La Fédération des enseignantes et des enseignants de l’élémentaire de l’Ontario (FEEO) «a fermement dénoncé» la décision du gouvernement progressiste-conservateur d’abroger le programme mis à jour par ses prédécesseurs libéraux en 2015, qui enseignait des concepts tels que le consentement, les droits LGBTQ et la sécurité en ligne.

Les conservateurs ont affirmé que les enseignants utiliseraient une version du programme élaborée en 1998 en attendant les conclusions de consultations publiques par le gouvernement sur un nouveau document.

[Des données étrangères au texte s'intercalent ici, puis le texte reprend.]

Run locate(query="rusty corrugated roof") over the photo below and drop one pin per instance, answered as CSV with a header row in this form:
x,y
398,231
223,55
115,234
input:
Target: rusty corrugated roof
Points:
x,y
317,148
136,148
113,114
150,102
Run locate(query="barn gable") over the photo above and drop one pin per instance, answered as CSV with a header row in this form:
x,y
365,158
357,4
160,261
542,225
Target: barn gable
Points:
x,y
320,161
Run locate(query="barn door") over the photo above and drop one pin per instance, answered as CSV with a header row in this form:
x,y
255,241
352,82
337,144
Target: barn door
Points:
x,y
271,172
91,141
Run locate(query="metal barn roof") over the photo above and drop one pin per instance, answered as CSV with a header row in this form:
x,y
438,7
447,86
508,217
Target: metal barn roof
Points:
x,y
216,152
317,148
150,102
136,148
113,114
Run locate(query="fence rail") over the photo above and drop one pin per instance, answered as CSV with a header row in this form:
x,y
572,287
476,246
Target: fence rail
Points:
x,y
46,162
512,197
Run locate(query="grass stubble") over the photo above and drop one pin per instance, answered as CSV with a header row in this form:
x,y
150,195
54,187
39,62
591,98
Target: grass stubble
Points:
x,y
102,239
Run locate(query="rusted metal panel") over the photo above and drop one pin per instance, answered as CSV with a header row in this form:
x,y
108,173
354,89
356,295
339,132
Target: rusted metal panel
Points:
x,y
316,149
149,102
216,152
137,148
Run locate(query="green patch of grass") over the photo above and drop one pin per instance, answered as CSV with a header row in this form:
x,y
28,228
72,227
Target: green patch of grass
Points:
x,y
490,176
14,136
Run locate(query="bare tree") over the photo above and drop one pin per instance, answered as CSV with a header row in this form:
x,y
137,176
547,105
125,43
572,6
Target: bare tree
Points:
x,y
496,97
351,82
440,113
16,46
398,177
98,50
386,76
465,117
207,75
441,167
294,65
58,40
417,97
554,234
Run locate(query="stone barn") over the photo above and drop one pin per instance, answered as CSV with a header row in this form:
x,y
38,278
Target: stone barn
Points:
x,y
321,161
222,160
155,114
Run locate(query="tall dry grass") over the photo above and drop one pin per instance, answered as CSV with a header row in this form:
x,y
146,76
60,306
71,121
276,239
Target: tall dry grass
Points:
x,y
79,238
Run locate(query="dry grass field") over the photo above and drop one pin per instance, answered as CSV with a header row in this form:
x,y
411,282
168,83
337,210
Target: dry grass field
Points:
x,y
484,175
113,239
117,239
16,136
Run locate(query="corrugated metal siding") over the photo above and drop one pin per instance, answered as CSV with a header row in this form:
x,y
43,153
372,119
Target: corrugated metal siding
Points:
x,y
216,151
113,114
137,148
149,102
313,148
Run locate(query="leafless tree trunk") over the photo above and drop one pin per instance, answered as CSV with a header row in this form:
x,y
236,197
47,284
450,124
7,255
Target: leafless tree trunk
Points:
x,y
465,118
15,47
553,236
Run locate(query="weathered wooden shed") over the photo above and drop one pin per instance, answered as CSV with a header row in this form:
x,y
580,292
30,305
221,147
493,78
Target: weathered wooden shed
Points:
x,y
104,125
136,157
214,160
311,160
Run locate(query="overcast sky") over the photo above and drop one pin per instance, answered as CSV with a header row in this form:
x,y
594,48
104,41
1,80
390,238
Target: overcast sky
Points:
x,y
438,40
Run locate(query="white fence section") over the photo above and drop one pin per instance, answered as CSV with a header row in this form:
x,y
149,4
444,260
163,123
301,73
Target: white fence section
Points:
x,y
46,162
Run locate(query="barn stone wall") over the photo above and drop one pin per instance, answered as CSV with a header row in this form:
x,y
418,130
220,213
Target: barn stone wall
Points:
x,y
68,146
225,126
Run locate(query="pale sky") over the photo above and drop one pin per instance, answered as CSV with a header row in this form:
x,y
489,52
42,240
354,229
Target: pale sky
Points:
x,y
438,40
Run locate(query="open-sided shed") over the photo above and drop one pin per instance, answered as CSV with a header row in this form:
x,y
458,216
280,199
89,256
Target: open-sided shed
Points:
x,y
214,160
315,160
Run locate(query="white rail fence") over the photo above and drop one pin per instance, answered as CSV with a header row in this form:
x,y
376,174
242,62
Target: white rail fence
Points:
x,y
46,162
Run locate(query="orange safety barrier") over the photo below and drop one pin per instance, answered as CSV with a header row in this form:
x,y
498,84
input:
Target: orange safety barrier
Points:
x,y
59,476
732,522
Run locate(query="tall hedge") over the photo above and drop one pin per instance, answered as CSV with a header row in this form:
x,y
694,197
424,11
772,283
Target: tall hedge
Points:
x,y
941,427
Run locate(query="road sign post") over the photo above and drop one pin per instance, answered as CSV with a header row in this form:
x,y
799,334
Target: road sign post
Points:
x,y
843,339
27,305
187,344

Le président de la FEEO, Sam Hammond, a critiqué l’approche et a déclaré que le syndicat conseillait à tous les membres d’«exercer leur jugement professionnel» sur les questions sexuelles lorsque l’école reprendra dans trois semaines.

«La décision du gouvernement de revenir au programme de santé et d’éducation physique de 1998 tout en entamant de nouvelles consultations est irresponsable, discriminatoire et compromet la sécurité des étudiants à qui nous enseignons», a affirmé M. Hammond dans un communiqué.

«Les enseignants ne seront pas muselés par un gouvernement dont l’agenda politique prime sur la protection et l’éducation de leurs élèves», a-t-il ajouté.

M. Hammond a soutenu que le respect du décret gouvernemental crée un «conflit direct avec les responsabilités et obligations fondamentales des enseignants envers leurs étudiants».

Qualifiant l’approche gouvernementale d’«imprudente», M. Hammond a déclaré que le syndicat défendrait tous les enseignants qui continuent à suivre le programme de 2015.

La FEEO a également indiqué qu’elle interviendrait dans les causes concernant le programme d’études présentées au Tribunal des droits de la personne de l’Ontario.

Six familles ont déclaré qu’elles lanceraient une contestation contre la décision du gouvernement au motif que la réintégration du programme est discriminatoire à l’égard des élèves LGBTQ. Le plaignant principal dans cette affaire est un étudiant transgenre de 11 ans qui entre en 6e année à l’automne.